I have long struggled when I see perfectionism slowing things down unhelpfully, reducing spontaneity, limiting creativity, preventing people making a start and when it squashes delicate confidence. The mantra is “I am not good enough”.
Sticking too rigidly to rules and protocols which have often been invented out of nowhere and somehow now flourished with certainty, can also have the same effect as stifling perfectionism, but the mantra is often “I am not allowed to…”. I am aware that my strength of feeling with this comes from my personal values. Amongst my top flying values are “freedom” and “creativity”, so seeing and hearing how these situations hinder people doing good stuff, makes me very frustrated.
However, the COVID situation has necessitated a different response from us individually and at a service level, all of which has fascinated me. I have seen many old ways and unhelpful protocols suddenly changed and a deftness of response which has included:
- Getting something functioning and off the ground quickly and deftly, warts and all
- Giving it a go and seeing what happens – improvisation
- Adapting as we go along and understanding that the “rules” change daily
- Dumping what doesn’t work and going with what does
- Holding back other ideas for later, as they become needed
- Stripping things back to essentials – the minimal, viable product if you like
- Letting go of things that suddenly do not seem as important as they did
- Pondering whats “essential” and what’s not
In this space, there is not much room for perfectionism and rigidly sticking to rules and protocols which do not yield much value. Creativity abounds in great dollops and much of me is heartened by this adaptive, human response, despite situations which will have tested our value system to the max.
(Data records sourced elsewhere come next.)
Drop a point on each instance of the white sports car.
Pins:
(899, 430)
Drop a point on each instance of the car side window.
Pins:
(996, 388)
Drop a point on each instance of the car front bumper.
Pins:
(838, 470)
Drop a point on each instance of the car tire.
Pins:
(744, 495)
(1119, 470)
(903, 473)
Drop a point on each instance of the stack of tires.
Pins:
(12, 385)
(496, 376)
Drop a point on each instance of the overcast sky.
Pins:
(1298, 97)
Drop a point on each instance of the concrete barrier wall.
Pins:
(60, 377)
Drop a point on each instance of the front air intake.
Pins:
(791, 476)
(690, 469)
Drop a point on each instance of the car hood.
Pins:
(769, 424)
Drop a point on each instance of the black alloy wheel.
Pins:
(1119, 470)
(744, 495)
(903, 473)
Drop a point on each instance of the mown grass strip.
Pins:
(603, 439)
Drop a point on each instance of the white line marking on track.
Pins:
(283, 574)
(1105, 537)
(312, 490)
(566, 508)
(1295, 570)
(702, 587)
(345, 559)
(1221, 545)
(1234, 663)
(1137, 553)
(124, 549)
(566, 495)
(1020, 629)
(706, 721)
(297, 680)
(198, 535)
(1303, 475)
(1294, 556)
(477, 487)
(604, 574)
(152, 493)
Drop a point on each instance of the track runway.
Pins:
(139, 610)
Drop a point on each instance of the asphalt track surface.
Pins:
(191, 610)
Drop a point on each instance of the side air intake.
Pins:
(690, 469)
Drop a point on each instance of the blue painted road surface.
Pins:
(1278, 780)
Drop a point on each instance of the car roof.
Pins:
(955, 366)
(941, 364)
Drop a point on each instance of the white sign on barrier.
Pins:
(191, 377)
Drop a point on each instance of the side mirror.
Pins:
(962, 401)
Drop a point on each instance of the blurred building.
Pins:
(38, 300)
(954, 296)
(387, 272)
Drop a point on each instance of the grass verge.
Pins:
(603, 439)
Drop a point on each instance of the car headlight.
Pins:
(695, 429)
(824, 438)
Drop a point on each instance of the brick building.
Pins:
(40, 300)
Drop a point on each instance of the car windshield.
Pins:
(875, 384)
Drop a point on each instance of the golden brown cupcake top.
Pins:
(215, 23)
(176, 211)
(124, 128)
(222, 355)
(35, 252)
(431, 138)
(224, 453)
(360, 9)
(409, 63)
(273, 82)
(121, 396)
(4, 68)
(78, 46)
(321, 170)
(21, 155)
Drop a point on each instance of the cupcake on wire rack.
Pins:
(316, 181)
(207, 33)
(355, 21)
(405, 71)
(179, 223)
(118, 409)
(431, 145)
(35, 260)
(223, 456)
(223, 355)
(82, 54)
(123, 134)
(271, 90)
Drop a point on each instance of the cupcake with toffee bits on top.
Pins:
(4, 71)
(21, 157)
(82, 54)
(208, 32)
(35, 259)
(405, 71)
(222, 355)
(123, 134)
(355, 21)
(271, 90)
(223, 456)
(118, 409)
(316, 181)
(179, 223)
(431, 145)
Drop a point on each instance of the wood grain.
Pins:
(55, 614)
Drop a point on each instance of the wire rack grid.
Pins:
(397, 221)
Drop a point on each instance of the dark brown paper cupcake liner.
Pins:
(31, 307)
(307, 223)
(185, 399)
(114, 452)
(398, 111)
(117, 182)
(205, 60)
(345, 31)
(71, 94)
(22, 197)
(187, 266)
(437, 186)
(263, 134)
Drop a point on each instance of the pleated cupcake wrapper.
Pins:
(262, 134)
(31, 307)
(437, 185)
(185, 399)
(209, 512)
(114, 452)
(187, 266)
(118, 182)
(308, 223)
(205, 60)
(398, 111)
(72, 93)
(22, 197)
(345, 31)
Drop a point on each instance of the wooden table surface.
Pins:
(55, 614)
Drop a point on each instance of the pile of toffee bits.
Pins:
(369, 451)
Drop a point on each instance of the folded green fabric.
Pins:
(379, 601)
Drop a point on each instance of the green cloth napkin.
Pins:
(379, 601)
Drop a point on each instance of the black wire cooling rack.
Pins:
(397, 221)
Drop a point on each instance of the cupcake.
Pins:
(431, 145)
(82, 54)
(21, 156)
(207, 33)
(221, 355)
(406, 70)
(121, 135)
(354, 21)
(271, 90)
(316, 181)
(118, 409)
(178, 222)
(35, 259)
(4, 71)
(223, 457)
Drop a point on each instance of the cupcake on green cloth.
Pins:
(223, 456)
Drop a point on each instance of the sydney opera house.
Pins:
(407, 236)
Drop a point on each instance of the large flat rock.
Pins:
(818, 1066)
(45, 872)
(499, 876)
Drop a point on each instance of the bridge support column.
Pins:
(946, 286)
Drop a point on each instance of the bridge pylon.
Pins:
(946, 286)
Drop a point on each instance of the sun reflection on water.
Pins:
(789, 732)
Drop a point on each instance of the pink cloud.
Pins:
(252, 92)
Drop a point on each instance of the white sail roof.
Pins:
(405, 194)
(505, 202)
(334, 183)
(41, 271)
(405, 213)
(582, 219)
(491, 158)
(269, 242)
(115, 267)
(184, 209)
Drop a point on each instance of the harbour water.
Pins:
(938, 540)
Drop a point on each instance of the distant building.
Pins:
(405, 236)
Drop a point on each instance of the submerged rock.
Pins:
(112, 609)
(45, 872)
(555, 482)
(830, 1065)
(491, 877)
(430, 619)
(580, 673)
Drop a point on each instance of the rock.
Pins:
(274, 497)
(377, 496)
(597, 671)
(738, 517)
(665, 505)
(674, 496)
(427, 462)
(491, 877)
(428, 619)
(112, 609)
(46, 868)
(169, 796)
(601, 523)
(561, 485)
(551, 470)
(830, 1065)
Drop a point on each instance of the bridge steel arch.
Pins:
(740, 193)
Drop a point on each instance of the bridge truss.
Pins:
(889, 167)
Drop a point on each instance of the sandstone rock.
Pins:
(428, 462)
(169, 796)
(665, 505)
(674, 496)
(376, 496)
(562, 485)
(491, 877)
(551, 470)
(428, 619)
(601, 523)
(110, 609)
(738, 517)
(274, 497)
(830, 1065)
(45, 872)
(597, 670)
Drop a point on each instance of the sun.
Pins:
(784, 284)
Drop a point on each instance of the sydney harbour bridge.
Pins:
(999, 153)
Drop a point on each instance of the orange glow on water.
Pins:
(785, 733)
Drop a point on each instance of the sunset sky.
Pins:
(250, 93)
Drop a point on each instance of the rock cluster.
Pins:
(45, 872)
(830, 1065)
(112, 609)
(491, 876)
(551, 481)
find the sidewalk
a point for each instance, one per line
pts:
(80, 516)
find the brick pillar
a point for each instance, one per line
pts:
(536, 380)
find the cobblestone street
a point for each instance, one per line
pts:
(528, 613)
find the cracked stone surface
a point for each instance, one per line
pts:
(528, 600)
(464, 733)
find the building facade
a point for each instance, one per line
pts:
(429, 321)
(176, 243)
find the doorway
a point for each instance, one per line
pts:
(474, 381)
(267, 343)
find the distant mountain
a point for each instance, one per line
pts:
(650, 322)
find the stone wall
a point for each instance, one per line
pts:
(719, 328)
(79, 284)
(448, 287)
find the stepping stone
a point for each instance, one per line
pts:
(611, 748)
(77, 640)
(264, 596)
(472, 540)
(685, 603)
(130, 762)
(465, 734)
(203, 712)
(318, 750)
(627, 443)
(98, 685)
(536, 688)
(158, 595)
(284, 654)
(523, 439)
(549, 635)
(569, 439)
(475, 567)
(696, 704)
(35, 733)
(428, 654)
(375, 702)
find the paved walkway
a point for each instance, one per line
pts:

As an occupational therapist interested in human adaptation and daily occupations, I am fascinated by this all and how we have all adapted to lockdown and the change in daily activities. Conversely, I noticed how quickly we got back in our cars and our old routines. I am also interested in what occupations people are yearning for : a pint in the pub, not merely a can of lager over Zoom; a proper hug and jostle; a trip to the sea/countryside to connect with nature, without being demonised; a trip to Primark!
As a coach I am also fascinated by how creative, resourceful, and skilful we all are. I am mindful of all the work plans that have had to be changed or dumped, the goals that suddenly went out of the window and the bucketful’s of learning coming at us, that we need to integrate into our next moves. But as a coach I also hear how people’s belief systems are struggling with decisions, laws and policies that are being rushed in and how their value system is having a really traumatic time too – our “must haves” in life are being changed at every level.
The current situation raises some difficult ethical, aesthetic, and moral questions which I feel we ignore at our peril. We are all being asked to make value judgements and our long-standing belief system about our world, is going through the wringer right now:
- What is essential? Is it essential that I travel to see my elderly mum and try and keep her spirits up so she doesn’t get even more depressed and decline in general health too? (COVID may not kill her as she has been shielded for 4 months, but the isolation and occupational deprivation might well)
- Are shop workers more essential than artists? Are healthcare workers more essential than engineers that keep water and power going?
- Is maths more essential to study than religious studies? It is more essential to keep studying maths so you can calculate the area of a pizza using pi and be able to do simultaneous equations going forward in life, rather than understand our multi-cultural landscape and relationships? (schools are dropping many non-core subjects BTW)
- What will be the long-term impact of making school children walk in a line, sit in a square, wear a mask so they cannot even communicate properly?
- It is more important to socially distance at all costs, rather than hug someone who is in despair and socially isolated, possibly saving their life? Do the health benefits of hugging outweigh the risks of infection?
- Which is more important to rescue/support: 1) a modern shopping mall 2) a chain of expensive underwear shops or 3) an international circus?
These questions are all important for occupational therapists as they impact on the daily occupations and future daily occupational choices in our world.
As this all unfolds and various laws, statutory provisions have been changed in the name of COVID (that clearly have nothing to do with it) and other statute has been rushed through during this crisis (read into that as you will) I wonder in 5 years’ time how our daily occupations and occupational choices will have changed.